Preto no Branco – uma crônica vital
Foto: Adams Carvalho/Reprodução
Nasci em São Paulo, filho de uma jornalista e um escritor, de classe média alta, branco. Na vila em que morei até os catorze anos, no Itaim Bibi, não havia um único morador negro. Aos dois anos fui para a pré-escola, onde não havia um aluno negro. Nem professor. No ensino fundamental, mudei para um colégio maior. Entre os mil alunos, não havia um negro. Nem professor. Tampouco havia aluno ou professor negro nas minhas classes do ensino médio.
Minha mãe não tinha um amigo negro. Meu pai não tinha um amigo negro. Nos almoços de domingo da família da minha mãe ou do meu pai, nas festas de natal ou réveillon, nem meu avô nem a minha avó nem qualquer dos meus dez tios e tias jamais apareceram com um amigo negro. Eu só fui ter um amigo negro, que segue até hoje sendo meu único amigo negro, aos dezesseis anos. (A mãe dele era uma artista plástica argentina, branca).
Em quase um quarto de século na labuta como escritor e roteirista, nunca trabalhei com um editor negro, um diretor negro, um roteirista negro. Nunca tive um chefe negro. Nunca recebi uma ordem de um negro. Nunca fui atendido por um médico negro, um dentista negro, um advogado negro, um psicanalista negro, nunca contratei os serviços de um arquiteto negro, um engenheiro negro, um designer negro. Nos restaurantes que eu frequento é extremamente raro encontrar pelas mesas um cliente negro.

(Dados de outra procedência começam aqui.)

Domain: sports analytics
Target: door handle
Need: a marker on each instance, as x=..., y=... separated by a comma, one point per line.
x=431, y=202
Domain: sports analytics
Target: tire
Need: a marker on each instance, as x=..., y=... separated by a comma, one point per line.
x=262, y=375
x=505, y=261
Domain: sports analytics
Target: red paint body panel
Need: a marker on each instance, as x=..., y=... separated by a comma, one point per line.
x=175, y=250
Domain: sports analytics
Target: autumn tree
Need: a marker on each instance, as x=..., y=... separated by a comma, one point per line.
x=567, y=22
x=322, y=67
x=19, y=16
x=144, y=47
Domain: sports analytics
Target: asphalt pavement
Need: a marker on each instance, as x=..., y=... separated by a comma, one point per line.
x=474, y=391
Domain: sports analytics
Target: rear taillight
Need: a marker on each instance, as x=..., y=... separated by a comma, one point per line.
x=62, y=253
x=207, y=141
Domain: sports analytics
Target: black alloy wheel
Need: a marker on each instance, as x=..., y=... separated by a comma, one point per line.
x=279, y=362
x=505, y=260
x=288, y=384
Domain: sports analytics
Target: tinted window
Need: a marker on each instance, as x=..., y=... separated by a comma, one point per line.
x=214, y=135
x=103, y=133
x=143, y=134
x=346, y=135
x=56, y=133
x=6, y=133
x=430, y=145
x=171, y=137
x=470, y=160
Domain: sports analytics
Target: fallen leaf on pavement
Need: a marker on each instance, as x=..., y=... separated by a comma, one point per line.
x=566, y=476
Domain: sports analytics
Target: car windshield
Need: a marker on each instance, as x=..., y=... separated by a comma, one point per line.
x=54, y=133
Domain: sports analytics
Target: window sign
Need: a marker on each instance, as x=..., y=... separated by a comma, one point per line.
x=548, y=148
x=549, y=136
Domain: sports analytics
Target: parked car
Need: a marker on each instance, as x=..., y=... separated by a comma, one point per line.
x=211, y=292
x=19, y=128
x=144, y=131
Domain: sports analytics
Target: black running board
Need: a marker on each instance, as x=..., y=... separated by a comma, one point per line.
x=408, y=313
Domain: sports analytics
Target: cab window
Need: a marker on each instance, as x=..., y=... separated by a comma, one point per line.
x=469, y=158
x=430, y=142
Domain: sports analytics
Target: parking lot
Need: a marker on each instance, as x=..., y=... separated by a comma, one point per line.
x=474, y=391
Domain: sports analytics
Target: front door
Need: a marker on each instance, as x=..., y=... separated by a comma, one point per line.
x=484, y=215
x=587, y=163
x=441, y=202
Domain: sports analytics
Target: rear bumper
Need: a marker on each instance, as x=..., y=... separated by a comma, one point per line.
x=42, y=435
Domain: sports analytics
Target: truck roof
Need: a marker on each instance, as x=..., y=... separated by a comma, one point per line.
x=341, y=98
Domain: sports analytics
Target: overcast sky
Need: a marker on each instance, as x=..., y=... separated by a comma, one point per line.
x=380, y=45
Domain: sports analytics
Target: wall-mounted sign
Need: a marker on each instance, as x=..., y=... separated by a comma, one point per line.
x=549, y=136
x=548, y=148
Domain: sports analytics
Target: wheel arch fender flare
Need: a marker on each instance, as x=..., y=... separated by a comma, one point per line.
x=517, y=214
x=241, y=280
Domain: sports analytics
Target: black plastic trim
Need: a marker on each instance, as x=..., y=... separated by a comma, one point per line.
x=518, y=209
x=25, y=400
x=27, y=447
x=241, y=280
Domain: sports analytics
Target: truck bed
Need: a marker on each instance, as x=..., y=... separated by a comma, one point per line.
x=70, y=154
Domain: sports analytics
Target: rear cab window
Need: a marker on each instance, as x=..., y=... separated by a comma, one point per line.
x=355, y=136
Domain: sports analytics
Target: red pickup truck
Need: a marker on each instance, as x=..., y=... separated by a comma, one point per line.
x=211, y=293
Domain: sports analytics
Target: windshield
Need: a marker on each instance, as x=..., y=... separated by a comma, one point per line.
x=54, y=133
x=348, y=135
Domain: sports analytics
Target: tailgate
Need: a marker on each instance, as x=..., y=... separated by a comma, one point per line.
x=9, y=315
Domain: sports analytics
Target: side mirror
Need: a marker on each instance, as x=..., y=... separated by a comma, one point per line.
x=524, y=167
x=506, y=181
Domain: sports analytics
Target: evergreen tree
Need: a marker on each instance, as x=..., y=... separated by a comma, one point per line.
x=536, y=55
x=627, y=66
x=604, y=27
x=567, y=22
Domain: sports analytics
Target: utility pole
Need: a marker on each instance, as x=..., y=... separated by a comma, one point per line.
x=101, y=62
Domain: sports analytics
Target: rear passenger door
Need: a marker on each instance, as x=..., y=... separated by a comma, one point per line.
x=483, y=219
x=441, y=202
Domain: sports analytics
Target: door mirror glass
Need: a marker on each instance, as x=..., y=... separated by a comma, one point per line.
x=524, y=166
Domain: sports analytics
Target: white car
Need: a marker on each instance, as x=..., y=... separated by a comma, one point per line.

No apartamento em que eu moro há cinco anos nunca entrou uma pessoa negra que não fosse funcionária. Não lembro de haver cruzado no elevador do prédio com qualquer negro que não estivesse a serviço. (Até bem poucos anos estas pessoas negras estavam proibidas de entrar no mesmo elevador que eu).
Na adolescência, na pista de dança de uma festa, havia um garoto negro com cabelo black-power. Era o único negro, ali. Sem pedir licença, apalpei suas madeixas. Ele ficou profundamente ofendido e irritado. Levei uma década para entender porque.
Pouco tempo atrás, quando minha filha tinha cinco anos, me perguntou por que a maioria das babás era negra. Se eu falasse a verdade, seria: “porque, filhota, durante mais de trezentos anos, nós, os brancos, trazíamos negros acorrentados da África e os vendíamos e comprávamos para usá-los como escravos. E depois que eles foram libertos, criamos uma série de entraves legais e paralegais para garantir que a esmagadora maioria deles nunca tivesse condições de se tornar médicos, engenheiros, professores, psicólogos, físicos. Por isso que o Darcy Ribeiro dizia que o Brasil era uma “máquina de moer gente”. E ainda tem quem diga que o Brasil é um país ineficiente. Agora dorme, filhota?”.
Claro que eu não disse disso. Eu saí pela tangente: “Não é verdade. Existem muitos negros e negras em outras profissões”. Na classe da minha filha não tem nenhum aluno negro. Na classe do meu filho não tem nenhum aluno negro. Na escola dos meus filhos tem um único professor negro, de capoeira. A babá que me ajuda a criar os meus filhos é negra.
Aí, quando um PM pisa no pescoço de uma mulher negra, quando um PM sufoca um motoboy negro, quando PMs encurralam centenas de meninos e meninas negros em becos de Paraisópolis, causando mortes por pisoteamento, quando, em duas semanas de maio de 2006, a PM paulista mata mais negros do que o número total de mortos durante 20 anos de ditadura, quando lemos as estatísticas informando que a cada 23 minutos um jovem negro é assassinado no Brasil, nós, brancos, como que despertando de um transe profundo de cinco séculos, levamos as mãos à cabeça: como isso foi possível?! Oh! Como?!